Sun shines on silver anniversary

26.02.2007

"They're in better shape recently than they were for much of last year," said Rob Enderle, principal analyst at Enderle Group. The company had been on a slow spiral downward for about five years but has begun to right the ship by focusing on its hardware line, open-sourcing Java and Solaris, and regaining ground in the all-important server market that it had lost to Dell, IBM, and HP more than five years ago, Enderle said.

The return to profitability is sweet victory for a company that began as a brash competitor in the technical workstation space, survived the crucible of the dotcom collapse, and now is poised to regain its status as an innovative technology giant just as it celebrates its 25th anniversary this month.

Founded in late-February 1982 by hardware designer Andreas Bechtolsheim along with entrepreneurs Scott McNealy and Vinod Khosla and software guru Bill Joy, Sun sharpened its teeth in the early days by besting bigger, more established firms like Apollo Computer (later part of HP) in the lucrative market for enterprise workstations.

An engineer's engineering company to the core, Sun was an early backer of innovative technologies like NFS (Network File System), Java, which started as an internal project by early Sun employee James Gosling in 1991, and open source. That openness to new technologies, coupled with a scrappy corporate culture under hockey enthusiast CEO McNealy, helped Sun thrive throughout the 1990s as a foe of companies like IBM, Microsoft, and HP, even as the advent of personal computers running Intel processors and Microsoft's Windows operating system ate into the enterprise workstation market.
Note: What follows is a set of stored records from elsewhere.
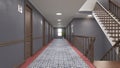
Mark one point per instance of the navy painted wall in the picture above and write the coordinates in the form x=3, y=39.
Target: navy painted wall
x=11, y=29
x=89, y=27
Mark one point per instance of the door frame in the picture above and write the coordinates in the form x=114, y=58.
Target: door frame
x=27, y=5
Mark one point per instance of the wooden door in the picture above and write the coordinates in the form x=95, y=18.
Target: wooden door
x=28, y=32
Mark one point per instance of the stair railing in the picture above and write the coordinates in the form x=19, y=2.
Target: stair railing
x=113, y=54
x=85, y=44
x=114, y=7
x=113, y=28
x=109, y=21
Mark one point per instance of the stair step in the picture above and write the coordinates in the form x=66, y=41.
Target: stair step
x=111, y=29
x=111, y=23
x=111, y=26
x=113, y=32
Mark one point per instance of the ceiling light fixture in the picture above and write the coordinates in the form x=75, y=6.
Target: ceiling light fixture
x=59, y=20
x=58, y=13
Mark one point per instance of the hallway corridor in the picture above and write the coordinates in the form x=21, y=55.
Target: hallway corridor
x=60, y=54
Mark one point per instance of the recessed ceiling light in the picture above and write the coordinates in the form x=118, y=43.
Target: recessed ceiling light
x=59, y=20
x=89, y=15
x=58, y=13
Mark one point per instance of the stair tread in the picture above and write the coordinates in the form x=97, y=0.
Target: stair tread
x=113, y=32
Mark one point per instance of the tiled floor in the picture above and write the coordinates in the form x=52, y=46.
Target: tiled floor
x=58, y=55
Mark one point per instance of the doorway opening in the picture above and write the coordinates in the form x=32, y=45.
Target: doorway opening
x=28, y=32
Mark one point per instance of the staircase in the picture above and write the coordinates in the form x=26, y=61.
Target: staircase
x=111, y=27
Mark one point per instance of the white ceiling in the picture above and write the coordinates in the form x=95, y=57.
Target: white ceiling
x=68, y=8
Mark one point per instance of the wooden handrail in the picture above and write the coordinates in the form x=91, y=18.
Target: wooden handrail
x=114, y=8
x=112, y=26
x=107, y=12
x=113, y=49
x=115, y=3
x=85, y=44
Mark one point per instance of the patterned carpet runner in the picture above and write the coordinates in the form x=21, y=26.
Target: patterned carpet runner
x=59, y=54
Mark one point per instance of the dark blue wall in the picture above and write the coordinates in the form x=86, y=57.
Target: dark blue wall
x=12, y=29
x=89, y=27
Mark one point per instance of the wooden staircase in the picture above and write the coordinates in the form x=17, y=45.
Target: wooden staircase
x=111, y=27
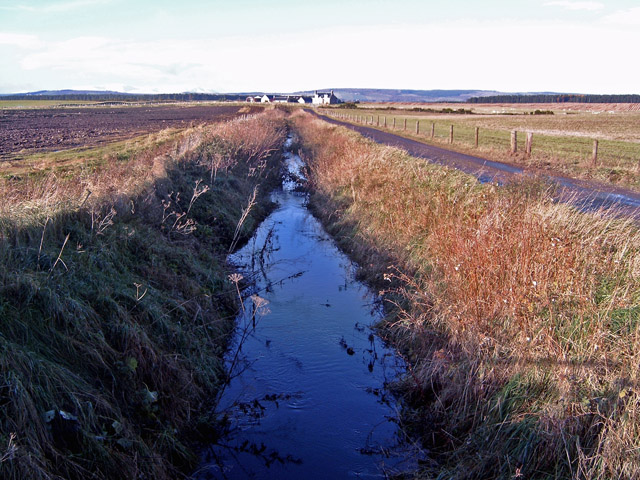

The rise of Windows on Intel systems, or "Wintel," was a one-two punch for Sun in the enterprise. At marquee customers like GM, which has been using Sun systems for about 10 to 15 years, Sun workstations long ago gave way to Wintel PCs, said CTO Fred Killeen. "Historically, we would use Sun workstations, less now. The big part of [the switch to Wintel] is the end users now have a common platform that supports all their desktop applications as well as the CAD and CAE applications," Killeen said.